When it comes to content modeling, the Alfresco Content Model works to enforce customer business logic and model consistency. Jan Vonka, member of the core repository team at Alfresco addressed these issues at the Alfresco Developers Conference NYC 2010.
Good infrastructure requires good content management, but first you need consistent content. However, in order to effectively maintain consistency across systems and processes, the integrity of data is called into question and needs to be checked. Not only is this an actual component of Alfresco’s Content Model, it’s mostly true of most business strategies.
Let’s define a few things, first:
- Modeling: something used an example to follow or imitate
- Behavior: the way that something responds to a situation or stimulus
Inside the Alfresco Content Repository, you’ll find a storage engine, which engages storage of a potential arbitrary network of entity data. There are domains, nodes, stores, properties and association, all of which model different kinds of behaviors.
Content models allow content to find their direction. Where does it go, how is it described, labeled, published and searched? What is its relationship to others? By building and designing models, content has not just a destination, but a specific journey outlined, as well.

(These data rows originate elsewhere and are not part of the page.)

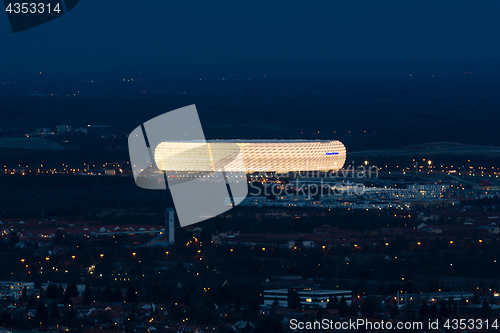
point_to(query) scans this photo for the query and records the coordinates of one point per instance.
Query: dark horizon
(98, 36)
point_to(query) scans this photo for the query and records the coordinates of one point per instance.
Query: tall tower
(169, 225)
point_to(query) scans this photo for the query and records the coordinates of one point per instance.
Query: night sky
(99, 34)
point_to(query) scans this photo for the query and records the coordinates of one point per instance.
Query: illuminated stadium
(250, 155)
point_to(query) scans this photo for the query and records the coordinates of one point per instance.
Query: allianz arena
(250, 156)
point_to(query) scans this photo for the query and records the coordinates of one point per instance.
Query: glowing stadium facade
(250, 156)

Using the following model components, developers can build dynamic or bootstrap content models accordingly:
- Nodes: must be given a type when created.
- Property: must be named, must be of a given datatype
- Constraints: can hook in your own constraint implementation
- Association: source node may be associated with zero or more target nodes
Certainly developers creating content models need not recreate the wheel each time. Alfresco offers 20-30 out of the box models.
Designing and Managing Behaviors
Ultimately, your models are designed to dictate behaviors. And behaviors are defined by policies thato keep them in line. Behaviors can be bound by type or aspect and policies provide hook points to which you can bind behaviors to events based on class or association. By implementing a policy component, policies and behaviors can be managed so as to register policies, bind behaviors to policies or invoke general policies.
Like all behaviors, you can disable or enable as needed, as well as delete nodes, which may or may not get archived, depending on the model. When creating custom behaviors, words can be meaningful. If you delete a node, Vonak thinks you needn’t care whether it’s archived, as you shouldn't be relying on archive storage in the first place.
The connection between models and behaviors seems obvious enough, but by being able to check the integrity of each you can maintain consistency across systems, ensuring that what you want to happen is built to scale.